A curated Collection of Fantasy and Science Fiction Media

In a radioactive dust-covered, post-apocalyptic LA, Rick Deckard is a bounty hunter, charged with ‘retiring’ a series of androids, fake humans who are hiding in plain sight in society and who can only be found by testing them for their lack of innate empathy response. Deckard dreams of using the bounty money to replace his fake electric sheep with a real animal so he can demonstrate his own empathy to his neighbours. But these androids are of a new type - and Deckard must carefully control his own feelings toward these non-humans.

I have a bit of a love/hate relationship with Philip K. Dick, where I really want to like what he writes but I often struggle to just a little actually enjoy reading his work.

Do Androids Dream of Electric Sheep fits that picture very well.

In Do Androids Dream of Electric Sheep, Dick creates an interesting world, with a history, religion, a crumbling society – all with a few throwaway lines. I have praised a sci-fi writers’ ability to do this at length and it was one of the reasons I enjoyed Neuromancer so much.

Moreover, Do Androids Dream of Electric Sheep has a surprising amount of depth. It revolves around the real versus the fake, around human empathy, and around the distance created between people by artificial distinctions.

A good example of this depth is the fact that all humans are supposed to demonstrate their empathy by caring for an animal. But since these are so expensive, some have a ‘fake’ electric animal instead (a source of great shame, and thus kept secret). Nevertheless, the humans love these electric animals with all their heart as their society and religion requires of them. But when it comes to ‘fake’ humans – the androids – humans are supposed not to have a shred of feeling for them. It is this paradox that the protagonist Deckard is struggling with.

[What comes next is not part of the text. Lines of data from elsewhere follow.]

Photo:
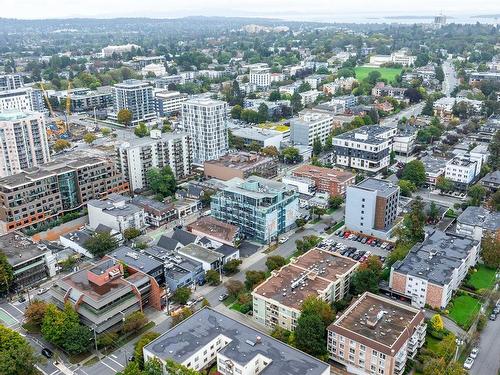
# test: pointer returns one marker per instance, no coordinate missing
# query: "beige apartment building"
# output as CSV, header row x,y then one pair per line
x,y
319,273
42,193
376,335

And that is a great theme! Do Androids Dream of Electric Sheep just feels a little like Dick went into it without too much of a plan. As a result, there are poignant moments, but not a particularly strong overarching structure. There are great ideas and little vignettes, but some of these are discarded after use in a single paragraph.

Most importantly, however, is Dick’s prose, which is best described as very blunt. I don’t need flowery prose to enjoy a story, but in Do Androids Dream of Electric Sheep, I found Dick’s presentation rather jarring at times.

In a book that revolves around empathy, Dick leaves basically all of the feelings to the reader. That has advantages – the reader is free to project their own thoughts and feelings onto Deckard and his wife and to judge their relationship by those standards.

That also means, however, that Dick has written a novel without much of an actual message, since the reader can basically make of it what they wish. The rather disjointed ending adds to this feeling.

So. I like Do Androids Dream of Electric Sheep. It is full of interesting ideas and has great theme. But I don’t think Dick knocked it out of the park with these ingredients. It makes me wonder what we could have gotten if some other, more empathetic writer had taken Dick’s outline and built a story with it.